Real-world research in organic chemistry

Professor Clare Muhoro teaches students more than organic chemistry. She helps them envision careers as chemists who not only make a living, but also make a difference.

Muhoro Kenya research trip
Towson students accompanied Clare Muhoro (right) on a research trip to Kenya to study the impact of pesticides on surface water.

Just ask the students who traveled with Muhoro to her native Kenya to conduct research on the impact of pesticides on surface water. While in Africa, the students did fieldwork, collaborated with Kenyan researchers and shared their findings with everyone from senior officials to rural school children. Back at the Towson lab, Muhoro and the students conducted further tests on the samples and eventually published findings that will help scientists remove the dangerous compounds from water supplies cheaply, quickly and efficiently.

Muhoro believes these kinds of field experiences provide valuable training because they connect what she teaches in the classroom and lab with real-world contexts.

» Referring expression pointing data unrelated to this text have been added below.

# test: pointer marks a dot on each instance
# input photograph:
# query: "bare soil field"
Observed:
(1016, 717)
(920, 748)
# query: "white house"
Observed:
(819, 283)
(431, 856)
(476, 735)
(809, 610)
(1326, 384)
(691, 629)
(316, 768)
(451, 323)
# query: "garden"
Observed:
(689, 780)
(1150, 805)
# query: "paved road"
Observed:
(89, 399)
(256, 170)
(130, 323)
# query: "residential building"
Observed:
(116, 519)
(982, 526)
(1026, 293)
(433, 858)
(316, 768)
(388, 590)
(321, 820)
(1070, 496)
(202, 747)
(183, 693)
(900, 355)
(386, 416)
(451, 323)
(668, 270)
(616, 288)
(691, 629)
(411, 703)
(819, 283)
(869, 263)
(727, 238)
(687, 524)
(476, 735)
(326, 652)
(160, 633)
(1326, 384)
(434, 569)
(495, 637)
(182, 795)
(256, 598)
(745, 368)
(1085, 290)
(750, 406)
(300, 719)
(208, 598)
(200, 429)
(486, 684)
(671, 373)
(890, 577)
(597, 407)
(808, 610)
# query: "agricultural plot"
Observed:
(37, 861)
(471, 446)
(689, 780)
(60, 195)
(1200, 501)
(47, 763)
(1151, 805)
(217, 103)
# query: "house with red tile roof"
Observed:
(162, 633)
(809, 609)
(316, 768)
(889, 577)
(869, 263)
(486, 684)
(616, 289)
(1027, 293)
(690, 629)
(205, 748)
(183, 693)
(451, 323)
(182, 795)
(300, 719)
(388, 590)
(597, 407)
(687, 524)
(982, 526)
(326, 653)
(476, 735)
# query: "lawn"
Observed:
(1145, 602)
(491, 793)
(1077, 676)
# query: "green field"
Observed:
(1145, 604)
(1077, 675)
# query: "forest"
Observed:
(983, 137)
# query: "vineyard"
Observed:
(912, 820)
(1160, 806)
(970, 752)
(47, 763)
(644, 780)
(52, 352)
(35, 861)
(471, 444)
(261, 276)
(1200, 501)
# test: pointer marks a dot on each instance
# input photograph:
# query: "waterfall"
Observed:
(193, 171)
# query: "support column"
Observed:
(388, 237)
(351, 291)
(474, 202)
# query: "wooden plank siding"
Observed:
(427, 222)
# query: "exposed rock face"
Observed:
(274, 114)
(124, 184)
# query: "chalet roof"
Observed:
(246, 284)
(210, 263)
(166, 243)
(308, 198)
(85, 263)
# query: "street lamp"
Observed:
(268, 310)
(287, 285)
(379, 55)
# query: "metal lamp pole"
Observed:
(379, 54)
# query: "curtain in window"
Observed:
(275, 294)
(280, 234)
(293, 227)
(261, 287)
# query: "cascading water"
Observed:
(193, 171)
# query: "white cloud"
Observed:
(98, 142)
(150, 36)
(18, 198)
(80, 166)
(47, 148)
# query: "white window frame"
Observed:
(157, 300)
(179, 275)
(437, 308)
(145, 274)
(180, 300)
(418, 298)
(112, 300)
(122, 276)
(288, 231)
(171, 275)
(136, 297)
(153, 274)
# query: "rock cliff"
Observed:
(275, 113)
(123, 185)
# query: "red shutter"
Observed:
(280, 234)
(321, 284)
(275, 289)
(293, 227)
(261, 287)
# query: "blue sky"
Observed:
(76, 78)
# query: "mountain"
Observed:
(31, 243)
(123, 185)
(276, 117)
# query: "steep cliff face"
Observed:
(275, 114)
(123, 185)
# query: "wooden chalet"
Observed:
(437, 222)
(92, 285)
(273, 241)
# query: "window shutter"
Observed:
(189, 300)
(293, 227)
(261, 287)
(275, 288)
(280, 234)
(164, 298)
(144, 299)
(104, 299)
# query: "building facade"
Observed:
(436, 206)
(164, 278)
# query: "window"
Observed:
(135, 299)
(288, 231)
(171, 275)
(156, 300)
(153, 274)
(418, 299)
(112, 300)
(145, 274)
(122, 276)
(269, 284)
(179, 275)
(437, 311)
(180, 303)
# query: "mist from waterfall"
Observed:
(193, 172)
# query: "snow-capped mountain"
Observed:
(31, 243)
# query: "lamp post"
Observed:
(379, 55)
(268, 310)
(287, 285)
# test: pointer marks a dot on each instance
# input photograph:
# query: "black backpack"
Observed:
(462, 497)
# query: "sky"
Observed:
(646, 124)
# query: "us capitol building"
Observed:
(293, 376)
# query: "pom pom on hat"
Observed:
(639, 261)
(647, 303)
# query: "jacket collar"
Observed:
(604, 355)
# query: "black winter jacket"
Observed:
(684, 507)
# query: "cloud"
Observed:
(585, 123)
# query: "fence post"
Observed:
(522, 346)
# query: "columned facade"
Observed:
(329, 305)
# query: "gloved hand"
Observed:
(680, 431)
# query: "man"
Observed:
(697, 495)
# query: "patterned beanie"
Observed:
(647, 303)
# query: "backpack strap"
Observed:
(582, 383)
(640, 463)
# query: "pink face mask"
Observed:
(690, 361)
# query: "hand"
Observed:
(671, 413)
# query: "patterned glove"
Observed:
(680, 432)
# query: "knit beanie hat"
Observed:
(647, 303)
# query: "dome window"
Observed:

She helps them envision careers as chemists who not only make a living but also make a difference.

“ ...students become even more enthusiastic about the potential of what their degrees in chemistry could help accomplish, and the possibilities for contributing to the greater good. ”

Clare Muhoro

Muhoro has also served as research adviser at the United States Agency for International Development (USAID) for a number of years, where she shaped programs supporting collaborations between scientists and developing countries.

She plans to infuse her upcoming student research experiences with aspects of how chemistry can affect policy—“tying what we’re doing in the lab and in the field to the policy questions and research questions that the U.S. government is looking to answer.”

And raising a new generation of scientists equipped with an international perspective and prepared to collaborate on solutions to real-world problems.